Une conférence de deux députés LFI perturbée, l’Université Bordeaux Montaigne porte plainte

Pessac

Alors que les députés de La France insoumise Louis Boyard et Carlos Martens Bilongo donnaient une conférence ce mercredi soir à l’université Bordeaux Montaigne, une vingtaine « d’individus cagoulés, armés de barres de fer » ont tenté d’interrompre la rencontre. Plusieurs plaintes sont déposées.
Université Bordeaux Montaigne (illustration) © Maxppp – David Thierry

« L’université doit rester un lieu de liberté de débat et de production de connaissances ouvert sur la société ». C’est ce que souligne dans un communiqué ce 8 décembre l’Université Bordeaux Montaigne, au lendemain de la tentative d’interruption d’une conférence donnée par deux députés de La France insoumise, par « une vingtaine d’individus cagoulés, armés de barres de fer et proférant des slogans racistes ». L’établissement annonce ce vendredi soir porter plainte, tout comme les parlementaires Louis Boyard et Carlos Martens Bilongo.

Ce 7 décembre, les deux élus insoumis sont venus « échanger sur les conditions de vie étudiante et sur l’université en général », explique l’établissement, qui condamne des « violences » et des « tentatives d’intimidation » avec « la plus grande fermeté ». La nuit précédent la conférence, « des tags clairement racistes de l’Action française et de la Cocarde », deux organisations d’extrême droite, ont été retrouvés sur les murs d’un bâtiment, ajoute par ailleurs l’Université.

LFI réclame la dissolution des groupuscules d’extrême-droite

Après avoir tenté d’interrompre la rencontre, les mêmes « individus » ont « ensuite tenté d’intimider les organisateurs et spectateurs de la pièce de théâtre » qui se déroulait en parallèle, précise encore le communiqué. « La police est intervenue pour disperser les agitateurs. La conférence et le spectacle ont néanmoins pu se tenir et s’achever à l’heure prévue ». De son côté, La France insoumise Gironde affirme que trois militants du parti« frappés », ont été « blessés légèrement ».

Dans un communiqué conjoint publié sur Twitter, les deux députés LFI dénoncent « une expédition punitive » d’une « trentaine de militants d’extrême droite » et réclament auprès de « Gérald Darmanin une réaction à la hauteur de la violence de cette attaque contre les groupuscules d’extrême droite ». Comme La France insoumise Gironde, le groupe parlementaire à l’Assemblée nationale LFI-Nupes demande « solennellement au gouvernement de poursuivre et de dissoudre ces groupuscules ». Également sur Twitter, le ministre de l’Intérieur a réaffirmé que « la liberté d’expression est une liberté fondamentale et ce qui s’est passé est inacceptable », invitant les parlementaires « à déposer plainte s’ils ne l’ont pas fait ».

Un appel à se rassembler ce vendredi

Les deux élus insoumis ont récemment fait la une de l’actualité. A la mi-novembre, Louis Boyard a porté plainte contre le présentateur Cyril Hanouna pour « injure publique », après une séquence de l’émission « Touche pas à mon poste » sur C8. Quant à Carlos Martens Bilongo, il a été interrompu par le député RN de la Gironde Grégoire de Fournas début novembre à l’Assemblée nationale, par la phrase « Qu’il(s) retourne(nt) en Afrique! », alors que le parlementaire s’exprimait sur la situation des migrants à bord du bateau de SOS Méditerranée, l’Ocean Viking. Grégoire de Fournas avait été exclu 15 jours de l’Hémicycle pour ces propos.

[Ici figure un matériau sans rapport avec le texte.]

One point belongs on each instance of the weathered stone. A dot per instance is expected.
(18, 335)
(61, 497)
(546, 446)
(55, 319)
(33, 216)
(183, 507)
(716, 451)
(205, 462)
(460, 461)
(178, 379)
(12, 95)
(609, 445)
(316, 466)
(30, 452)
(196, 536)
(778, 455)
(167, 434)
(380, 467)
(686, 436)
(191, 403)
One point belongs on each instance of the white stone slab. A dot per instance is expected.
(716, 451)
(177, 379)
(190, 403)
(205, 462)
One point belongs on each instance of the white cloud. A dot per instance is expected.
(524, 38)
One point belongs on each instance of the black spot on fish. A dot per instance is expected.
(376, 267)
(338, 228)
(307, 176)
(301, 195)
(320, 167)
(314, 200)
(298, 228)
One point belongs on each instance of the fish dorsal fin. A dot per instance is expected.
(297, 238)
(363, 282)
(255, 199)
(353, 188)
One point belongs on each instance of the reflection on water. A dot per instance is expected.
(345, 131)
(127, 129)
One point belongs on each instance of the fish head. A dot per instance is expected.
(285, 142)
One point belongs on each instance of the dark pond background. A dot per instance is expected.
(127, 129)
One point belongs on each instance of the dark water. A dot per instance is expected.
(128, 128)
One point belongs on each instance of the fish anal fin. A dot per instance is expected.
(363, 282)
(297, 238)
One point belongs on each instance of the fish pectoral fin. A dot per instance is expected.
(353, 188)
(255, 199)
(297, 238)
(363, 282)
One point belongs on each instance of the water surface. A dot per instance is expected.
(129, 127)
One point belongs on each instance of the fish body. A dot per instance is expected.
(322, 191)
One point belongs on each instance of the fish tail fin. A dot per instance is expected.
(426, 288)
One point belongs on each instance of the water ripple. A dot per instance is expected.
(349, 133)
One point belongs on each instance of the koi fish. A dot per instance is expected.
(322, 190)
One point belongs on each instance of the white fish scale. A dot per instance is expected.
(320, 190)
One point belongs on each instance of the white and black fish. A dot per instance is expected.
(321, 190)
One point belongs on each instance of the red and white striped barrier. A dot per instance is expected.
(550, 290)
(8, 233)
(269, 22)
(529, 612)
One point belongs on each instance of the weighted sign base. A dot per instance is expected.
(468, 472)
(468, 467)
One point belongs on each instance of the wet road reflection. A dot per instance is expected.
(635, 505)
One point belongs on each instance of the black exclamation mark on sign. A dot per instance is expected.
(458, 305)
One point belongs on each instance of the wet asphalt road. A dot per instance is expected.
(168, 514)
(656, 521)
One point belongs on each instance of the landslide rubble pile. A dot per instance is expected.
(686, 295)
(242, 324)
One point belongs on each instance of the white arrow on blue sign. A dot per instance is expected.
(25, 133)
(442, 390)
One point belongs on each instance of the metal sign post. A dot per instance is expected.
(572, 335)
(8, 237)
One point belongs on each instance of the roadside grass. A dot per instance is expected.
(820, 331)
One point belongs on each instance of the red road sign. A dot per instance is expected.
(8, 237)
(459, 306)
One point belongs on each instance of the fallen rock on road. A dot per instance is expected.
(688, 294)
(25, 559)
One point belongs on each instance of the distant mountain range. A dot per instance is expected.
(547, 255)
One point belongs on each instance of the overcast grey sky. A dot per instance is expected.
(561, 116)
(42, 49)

Le député girondin a par ailleurs réagi aux heurts survenus à l’université Bordeaux Montaigne, rappelant que l’actuel président du Rassemblement national « Jordan Bardella avait été empêché par l’extrême gauche de faire une conférence à Sciences Po Bordeaux » en février dernier. « Je rappelle à nouveau que toutes les formations politiques, du RN à LFI, doivent pouvoir tenir des conférences dans les universités sans être perturbées », conclut-il.

Un appel à rassemblement a été lancé, notamment par l’association de jeunesse Le Poing Levé Bordeaux, ce vendredi 9 décembre à 12h30, sur le parvis de la faculté. Les parlementaires Louis Boyard et Carlos Martens Bilongo demandent quant à eux une commission d’enquête parlementaire « sur la lutte contre les groupuscules d’extrême droite en France ».